Lo Stretto di Messina rappresenta una delle aree a più elevato potenziale sismogenetico dell’intero bacino del Mediterraneo. La sua storia geologica e sismica lo conferma con chiarezza: la presenza di faglie attive e capaci, anche in ambito marino, ha generato in passato eventi estremamente distruttivi. Tra questi, il devastante terremoto e maremoto del 28 dicembre 1908, con una magnitudo stimata intorno a 7.1, rimane una delle più gravi catastrofi naturali nella storia italiana.

A lanciare l’allarme è Domenico Angelone, presidente dell’Ordine dei Geologi della Regione Molise e già segretario del Consiglio Nazionale dei Geologi, il quale sottolinea come quella magnitudo non rappresenti necessariamente il limite massimo possibile per l’area. «In uno scenario geodinamico complesso come quello dello Stretto, con numerose faglie attive e capaci (FAC), non si può escludere la possibilità di terremoti di energia ancora superiore», spiega Angelone.

Il contesto tettonico dello Stretto di Messina è infatti particolarmente articolato e instabile, rendendo il rischio sismico una realtà concreta, più che una remota ipotesi. «Questo impone valutazioni ingegneristiche accurate e improntate alla massima prudenza», aggiunge Angelone.

Un campanello d’allarme arriva anche dagli eventi sismici più recenti verificatisi in Italia centrale. Durante il terremoto di Amatrice del 24 agosto 2016, la stazione accelerometrica AMT ha registrato un’accelerazione orizzontale prossima a 0,87 g, mentre in alcuni casi la componente verticale ha sfiorato 1 g — valori estremamente elevati, soprattutto in relazione a opere complesse e infrastrutture strategiche. In altre stazioni, i picchi orizzontali hanno raggiunto o superato 1 g, e in casi eccezionali, come alla stazione MZ01, si è arrivati a registrare fino a 1,5 g.

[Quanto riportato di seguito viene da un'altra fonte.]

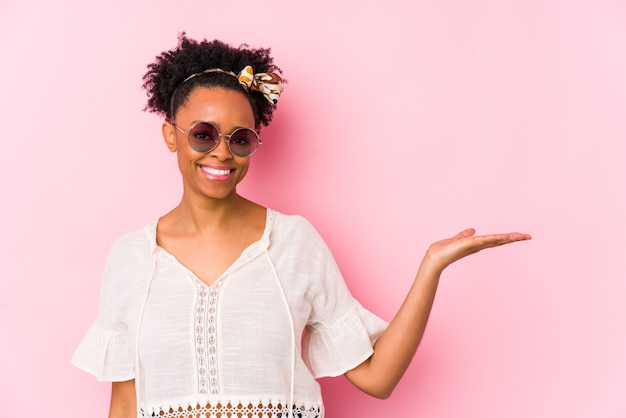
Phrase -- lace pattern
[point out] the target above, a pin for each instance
(206, 337)
(235, 410)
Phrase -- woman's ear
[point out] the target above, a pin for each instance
(169, 135)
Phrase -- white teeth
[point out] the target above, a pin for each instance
(215, 171)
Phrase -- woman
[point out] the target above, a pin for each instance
(223, 307)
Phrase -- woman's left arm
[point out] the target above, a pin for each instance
(394, 350)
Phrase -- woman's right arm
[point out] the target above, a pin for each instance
(123, 400)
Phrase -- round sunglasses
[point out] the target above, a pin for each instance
(204, 137)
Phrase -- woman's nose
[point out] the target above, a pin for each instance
(222, 151)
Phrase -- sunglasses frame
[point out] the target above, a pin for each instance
(226, 136)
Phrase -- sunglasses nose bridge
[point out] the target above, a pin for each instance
(220, 144)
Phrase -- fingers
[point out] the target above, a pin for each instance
(466, 233)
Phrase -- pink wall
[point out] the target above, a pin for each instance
(401, 124)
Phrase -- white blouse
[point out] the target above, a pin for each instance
(251, 343)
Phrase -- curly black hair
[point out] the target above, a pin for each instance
(167, 91)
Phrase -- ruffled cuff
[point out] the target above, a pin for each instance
(332, 351)
(105, 354)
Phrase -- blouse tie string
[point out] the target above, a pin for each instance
(293, 333)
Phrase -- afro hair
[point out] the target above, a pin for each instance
(165, 80)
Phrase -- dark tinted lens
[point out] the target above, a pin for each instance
(203, 137)
(243, 142)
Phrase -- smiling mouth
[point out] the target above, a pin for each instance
(215, 171)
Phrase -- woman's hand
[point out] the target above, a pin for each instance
(445, 252)
(394, 350)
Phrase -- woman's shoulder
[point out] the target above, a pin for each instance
(140, 241)
(293, 227)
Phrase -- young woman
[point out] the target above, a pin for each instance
(223, 307)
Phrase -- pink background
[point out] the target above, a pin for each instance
(403, 122)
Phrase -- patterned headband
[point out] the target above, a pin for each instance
(270, 84)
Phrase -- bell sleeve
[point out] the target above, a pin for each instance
(105, 349)
(340, 333)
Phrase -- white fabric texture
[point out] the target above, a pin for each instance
(230, 343)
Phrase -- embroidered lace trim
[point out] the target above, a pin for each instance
(238, 410)
(206, 337)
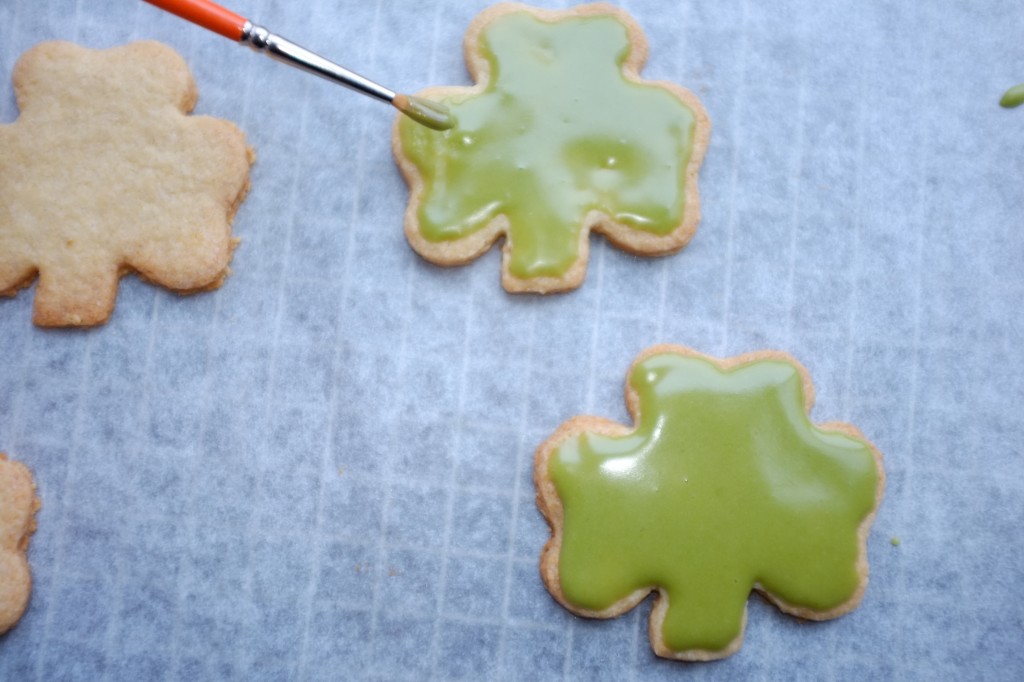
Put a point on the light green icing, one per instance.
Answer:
(557, 132)
(1013, 97)
(725, 483)
(427, 113)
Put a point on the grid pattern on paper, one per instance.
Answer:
(324, 469)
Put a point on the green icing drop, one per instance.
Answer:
(557, 132)
(1013, 97)
(725, 483)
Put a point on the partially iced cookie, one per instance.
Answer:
(560, 136)
(104, 173)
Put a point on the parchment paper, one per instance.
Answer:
(323, 469)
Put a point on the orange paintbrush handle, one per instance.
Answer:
(207, 14)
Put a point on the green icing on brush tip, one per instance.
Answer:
(1013, 97)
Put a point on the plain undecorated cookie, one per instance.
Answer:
(104, 173)
(17, 508)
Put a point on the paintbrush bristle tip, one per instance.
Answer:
(426, 112)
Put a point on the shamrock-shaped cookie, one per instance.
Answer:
(559, 136)
(722, 486)
(104, 173)
(17, 508)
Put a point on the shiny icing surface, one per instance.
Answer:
(558, 132)
(724, 484)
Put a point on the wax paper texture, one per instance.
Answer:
(323, 469)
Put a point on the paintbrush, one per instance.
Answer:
(225, 23)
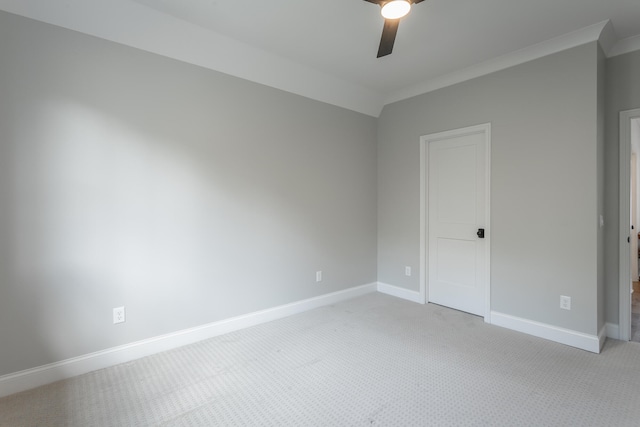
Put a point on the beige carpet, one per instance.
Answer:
(371, 361)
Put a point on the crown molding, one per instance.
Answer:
(558, 44)
(623, 46)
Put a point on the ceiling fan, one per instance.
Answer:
(392, 11)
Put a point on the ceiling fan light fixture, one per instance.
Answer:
(395, 9)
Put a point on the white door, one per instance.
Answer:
(457, 192)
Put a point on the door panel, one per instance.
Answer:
(456, 195)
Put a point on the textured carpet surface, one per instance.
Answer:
(371, 361)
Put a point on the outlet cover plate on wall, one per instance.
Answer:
(118, 315)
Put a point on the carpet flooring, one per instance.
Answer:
(372, 361)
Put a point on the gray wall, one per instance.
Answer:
(544, 183)
(601, 184)
(186, 195)
(622, 93)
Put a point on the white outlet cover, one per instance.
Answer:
(118, 315)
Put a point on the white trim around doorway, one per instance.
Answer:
(424, 208)
(624, 326)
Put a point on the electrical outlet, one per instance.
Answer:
(118, 315)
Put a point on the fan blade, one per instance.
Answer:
(388, 37)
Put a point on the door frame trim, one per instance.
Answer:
(624, 262)
(484, 129)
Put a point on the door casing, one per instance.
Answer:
(624, 311)
(484, 129)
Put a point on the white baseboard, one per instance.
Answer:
(613, 331)
(602, 337)
(35, 377)
(550, 332)
(400, 292)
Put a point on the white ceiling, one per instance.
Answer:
(326, 49)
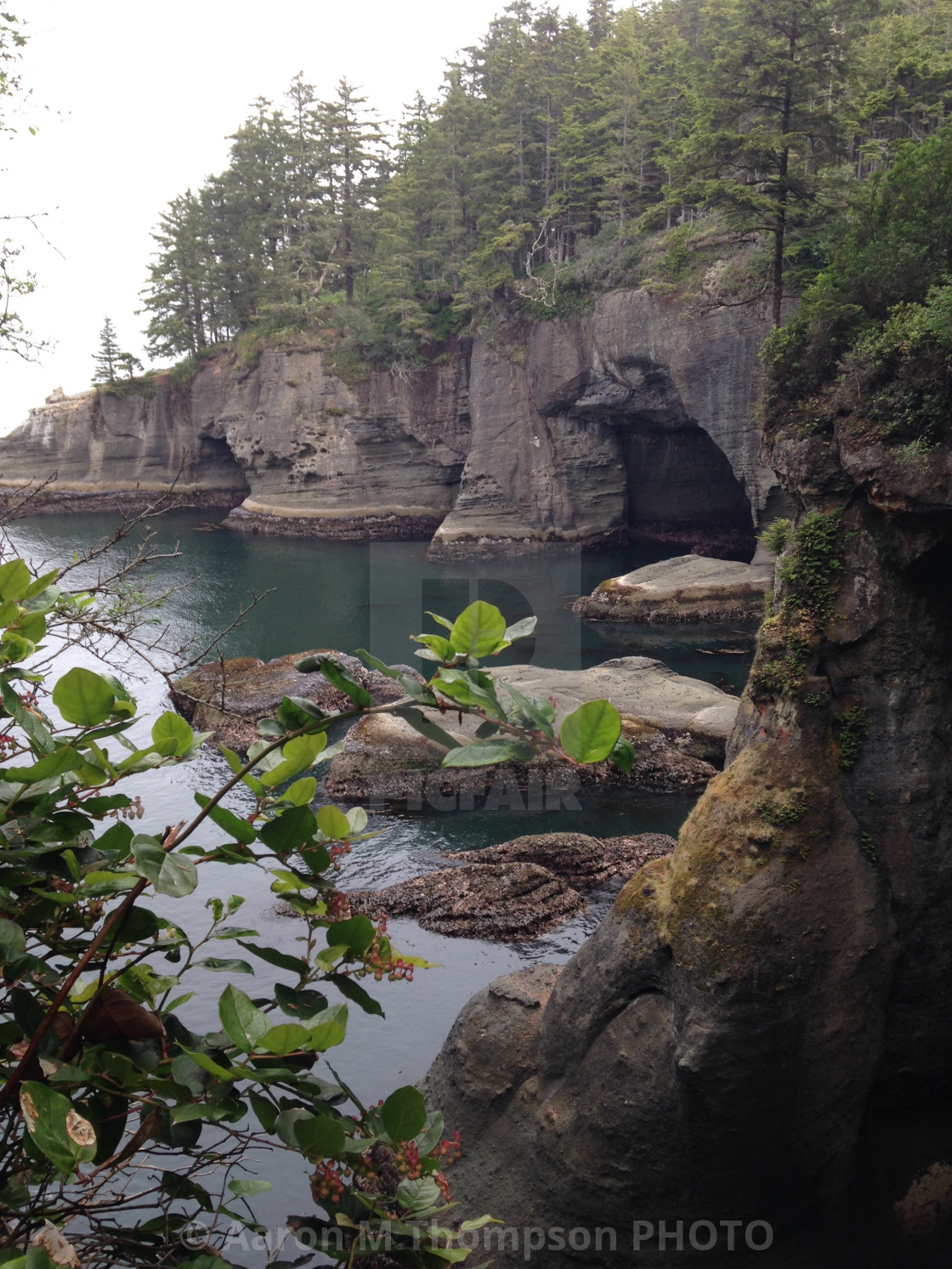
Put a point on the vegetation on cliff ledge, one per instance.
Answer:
(871, 343)
(701, 144)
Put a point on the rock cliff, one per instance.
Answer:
(759, 1029)
(633, 420)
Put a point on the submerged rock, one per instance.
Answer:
(230, 697)
(684, 589)
(579, 859)
(501, 903)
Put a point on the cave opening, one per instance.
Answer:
(218, 466)
(682, 489)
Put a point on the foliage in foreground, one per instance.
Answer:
(121, 1124)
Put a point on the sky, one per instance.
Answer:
(133, 103)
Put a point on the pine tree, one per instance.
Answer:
(768, 126)
(599, 22)
(107, 358)
(357, 146)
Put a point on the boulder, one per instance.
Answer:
(501, 903)
(230, 697)
(688, 711)
(579, 859)
(684, 589)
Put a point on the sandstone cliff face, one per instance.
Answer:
(761, 1028)
(635, 420)
(638, 417)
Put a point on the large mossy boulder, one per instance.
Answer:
(759, 1029)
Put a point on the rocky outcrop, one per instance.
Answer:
(386, 761)
(504, 903)
(229, 698)
(694, 715)
(761, 1026)
(683, 589)
(576, 858)
(100, 450)
(632, 422)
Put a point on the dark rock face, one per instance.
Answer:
(579, 859)
(633, 422)
(761, 1028)
(503, 903)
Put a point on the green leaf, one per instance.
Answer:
(320, 1137)
(265, 1111)
(532, 712)
(290, 830)
(440, 620)
(435, 648)
(329, 1028)
(479, 630)
(470, 688)
(287, 1122)
(354, 991)
(169, 870)
(285, 1039)
(589, 734)
(244, 1023)
(298, 756)
(432, 1133)
(14, 581)
(225, 965)
(235, 763)
(231, 824)
(355, 934)
(375, 664)
(418, 1196)
(245, 1187)
(485, 753)
(12, 939)
(59, 1131)
(82, 697)
(170, 728)
(280, 960)
(40, 586)
(210, 1065)
(519, 630)
(623, 756)
(404, 1113)
(301, 792)
(333, 823)
(57, 763)
(303, 1006)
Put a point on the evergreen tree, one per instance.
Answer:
(357, 146)
(768, 126)
(107, 358)
(599, 23)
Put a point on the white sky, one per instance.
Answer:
(133, 102)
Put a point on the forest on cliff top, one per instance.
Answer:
(558, 160)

«Un dato molto discusso nella letteratura scientifica — osserva Angelone — ma che dimostra come, in condizioni di particolare prossimità alla faglia, si possano registrare livelli di scuotimento ben oltre le attese normative».

Questi elementi evidenziano la necessità di una pianificazione attenta e consapevole per qualsiasi progetto infrastrutturale nell’area dello Stretto. In un territorio dove il rischio sismico non è solo teorico ma documentato da secoli di eventi, è fondamentale basare ogni intervento su dati scientifici aggiornati, modelli predittivi realistici e criteri di sicurezza che vadano ben oltre il minimo richiesto.